You can visit our campaign website to see information presented to the community, as well as the slide show “Thank Goodness for the Bus” featuring photos by Norm Osterman, video by Vic Phillips, and our campaign song by Barbara Clark, at transitcampaign.blogspot.com .

Beyond local transit service, when Walla Walla lost its only public surface transportation connection to the rest of the continent, Walla Walla 2020 took the lead in the establishment of the Travel Washington program, whereby the Washington State Department of Transportation subsidizes and coordinates intercity bus service in underserved rural corridors.

Through Travel Washington, Grape Line buses operate three times per day in each direction, connecting Walla Walla, College Place and communities in western Walla Walla County with intercity bus, passenger rail and airline service in Pasco, and providing a crucial link to the contiguous continental public transportation network.

Valley Transit also coordinates with other carriers in the region, which provide direct service to Milton-Freewater, the Umatilla Indian Reservation and Pendleton, Columbia County, Wash. and Grant County, Oreg.
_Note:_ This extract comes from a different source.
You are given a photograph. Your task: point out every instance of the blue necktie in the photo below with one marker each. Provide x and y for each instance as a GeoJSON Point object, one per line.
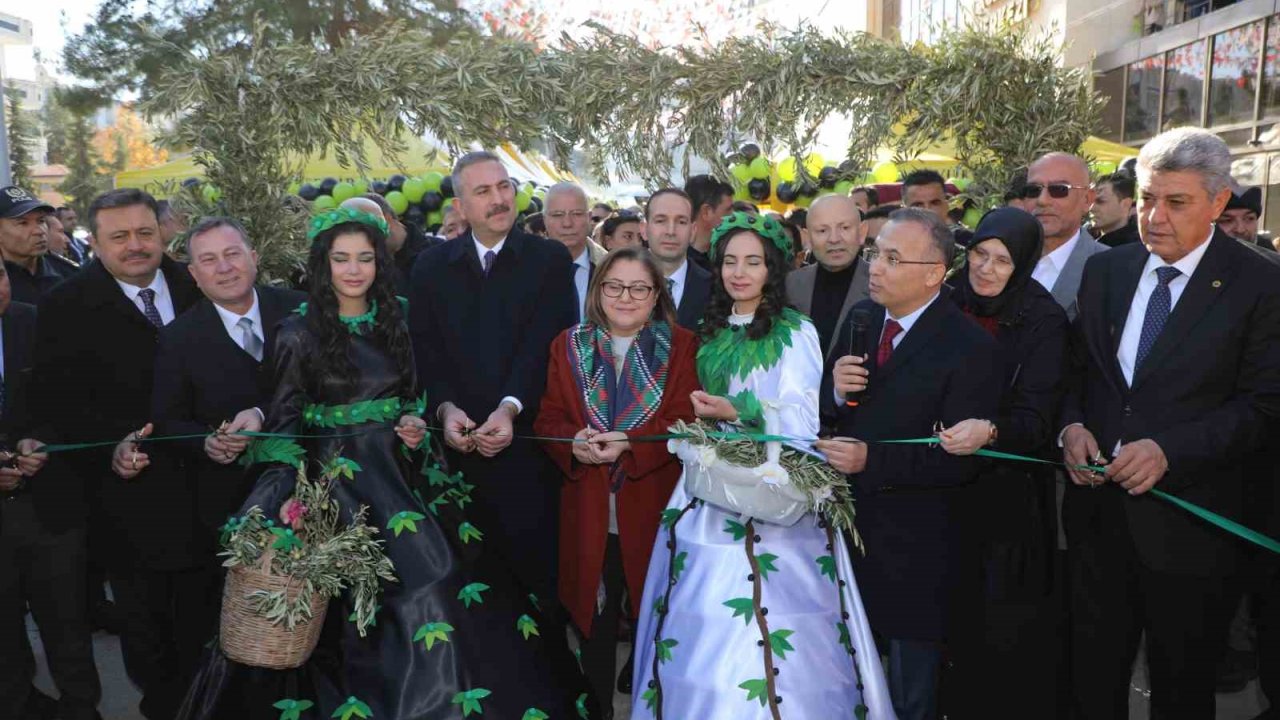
{"type": "Point", "coordinates": [149, 306]}
{"type": "Point", "coordinates": [1157, 313]}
Looking to the future, Valley Transit has launched a real-time bus-tracking information system by which passengers can know the actual expected arrival time of their buses. Valley Transit has also recently launched battery-electric bus service, bringing electric public transportation back to College Place and Walla Walla for the first time since 1931.

With greater appreciation of the importance of public transportation for the citizens of our communities and our economies, we believe things are looking bright for the future of transit for our area and all the public benefits associated with that.